I haven’t read Vasily Grossman’s best-known novel, Life and Fate. It took around twenty years after his death for Soviet authorities to sanction its publication in the 1980s. His stature as one of the Great Russian writers seemed confirmed. But he was born 12th December 1905 in the village of Berdichev to a Jewish family, which is a Ukrainian town. His mother and family and the large Jewish population of over 41 000 of an aggregate population of around 54 000 were murdered by the Nazis outside their town. ‘Shoah with a gun’, Grossman termed it.

Ironically, Grossman would surely have followed the same fate by the Soviet authorities he served. Stalin’s Jewish purge after the so-called doctor’s plot was on its second wave, which would have swept him away if Stalin hadn’t died.

His article, The Hell of Treblinka, he termed ‘Shoah by gas’ was approved by Soviet authorities. He also wrote about the siege at Stalingrad being the turning point of the Great Patriotic War.  

His highly acclaimed short fiction, such as In the Town of Berdichev was admired by other Soviet writers such as Isaac Babel. And Babel appears in a later story, Mama. The latter was a kind of warning, not to get too close to those in power who are themselves purged as Babel was by the forerunners to the NKVD.

I was largely unmoved by Grossman’s fiction. I know I was meant to feel some kind of awe. The historical weight also added a kind of taken-for-granted consensus that this was great fiction. I get it that. I’m meant to like things like Anton Chekov’s The Lady and the Dog and The Cherry Orchard, but really they just bore me like something you had to revise for some exam I’ll never pass. Life is more than that as Grossman understood.

I prefer his essays and reports. The Hell of Treblinka, based on first-hand experience and second-hand reports to him from those that had been in Hell, was ahead of its time. It told how it is and how easily the world slipped into Fascism. For the moron’s moron Trump and his supporters, it sounds a familiar clarion call to hate and despise others based on eugenics and geography.

People became unpeopled. In the conveyor belt of Treblinka, they were robbed of citizenship, their home and their freedom. They were transported to a wilderness. Penned and squeezed into a station and robbed of their belongings, papers and photographs of loved ones. They were stripped naked and shaved. No one was sure what human hair was harvested for, but psychologically, it pushed them into compliance. Lined up in rows of five. Surrounded by barbed wire on ‘The Road of No Return’ with the black uniform of SS guards on one side and grey Wachmanner conscripts on the other. They were beaten with the butts of machine guns and rubber hoses. Alsatian dogs trained to attack the genitals were released. For the guards this was just another day. 20 000 to 60 000 unpeople were piling up and carriages shunted down the tracks were waiting to be brought for processing into the station. Schneller. Schneller.  

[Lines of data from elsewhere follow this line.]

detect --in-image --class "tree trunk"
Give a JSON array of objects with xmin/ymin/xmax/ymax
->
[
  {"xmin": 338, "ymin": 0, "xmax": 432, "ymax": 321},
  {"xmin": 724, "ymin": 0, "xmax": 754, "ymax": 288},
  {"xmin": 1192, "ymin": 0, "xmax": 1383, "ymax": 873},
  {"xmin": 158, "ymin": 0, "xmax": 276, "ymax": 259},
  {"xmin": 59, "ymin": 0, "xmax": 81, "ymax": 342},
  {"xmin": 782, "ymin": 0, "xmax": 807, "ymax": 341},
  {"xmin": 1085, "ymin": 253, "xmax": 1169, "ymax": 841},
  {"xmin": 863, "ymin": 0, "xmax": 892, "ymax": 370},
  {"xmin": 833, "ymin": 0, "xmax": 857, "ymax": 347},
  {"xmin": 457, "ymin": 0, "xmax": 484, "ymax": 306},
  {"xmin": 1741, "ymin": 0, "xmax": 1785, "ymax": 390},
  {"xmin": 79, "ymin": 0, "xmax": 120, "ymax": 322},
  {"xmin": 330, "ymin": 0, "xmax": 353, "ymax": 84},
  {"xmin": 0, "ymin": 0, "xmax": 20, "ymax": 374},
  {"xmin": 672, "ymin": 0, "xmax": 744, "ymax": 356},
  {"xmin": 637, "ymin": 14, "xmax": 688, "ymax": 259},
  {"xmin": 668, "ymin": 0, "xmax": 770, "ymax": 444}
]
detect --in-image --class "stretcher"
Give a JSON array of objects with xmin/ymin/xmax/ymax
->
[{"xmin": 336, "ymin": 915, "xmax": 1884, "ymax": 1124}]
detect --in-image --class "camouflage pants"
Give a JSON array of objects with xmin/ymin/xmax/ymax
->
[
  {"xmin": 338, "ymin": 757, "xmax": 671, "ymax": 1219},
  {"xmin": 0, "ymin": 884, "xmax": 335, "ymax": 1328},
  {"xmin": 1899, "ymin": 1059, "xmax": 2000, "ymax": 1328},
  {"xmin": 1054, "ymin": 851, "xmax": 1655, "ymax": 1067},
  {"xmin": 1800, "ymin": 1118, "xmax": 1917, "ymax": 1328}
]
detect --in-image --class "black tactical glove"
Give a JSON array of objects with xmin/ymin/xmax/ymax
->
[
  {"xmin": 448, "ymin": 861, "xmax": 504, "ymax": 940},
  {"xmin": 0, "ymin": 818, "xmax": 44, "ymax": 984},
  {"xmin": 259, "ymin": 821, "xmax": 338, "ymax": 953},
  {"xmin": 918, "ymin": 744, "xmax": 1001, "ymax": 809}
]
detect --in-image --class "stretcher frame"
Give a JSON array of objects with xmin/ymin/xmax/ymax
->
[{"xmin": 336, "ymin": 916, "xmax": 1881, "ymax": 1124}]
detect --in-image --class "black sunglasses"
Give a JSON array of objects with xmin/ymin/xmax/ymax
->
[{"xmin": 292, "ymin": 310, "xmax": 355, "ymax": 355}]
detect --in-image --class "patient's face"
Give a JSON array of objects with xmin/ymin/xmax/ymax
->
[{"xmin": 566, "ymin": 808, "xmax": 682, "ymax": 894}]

Grossman suggests that Stalingrad did not change the way—mostly—Jews were murdered, but how they processed the raw material, their bodies. Himmler himself visited Treblinka and had a look at the hundreds of thousands of rotting corpses covered over in pits. He ordered that they should be exhumed and burned. Germany and Germans who had participated in and committed these atrocities were no longer sure they would not be held to account. The un-people might be given a voice. Himmler’s strategy was to burn the evidence.

Some monsters were more monstrous than others. SS Sepp, for example, delighted in murdering small children.

‘Evidently endowed with unusual strength, it would suddenly snatch a child out of the crowd, swing him or her about like a cudgel and then either smash their head against the ground or simply tear them in half.’

Others carried sabres and whips and heavy gas piping. They would fling children still alive to roast on death pits.

‘We hear of women trying to hide little babies in heaps of blankets and trying to shield them with their own bodies.’

Ironically, as an atheist, who disavowed his Jewish heritage, Grossman finds consolation in the image of hope in humanity of The Sistine Madonna. He avows it shows, although tortured and crucified, ‘what is human in him continued to exist’.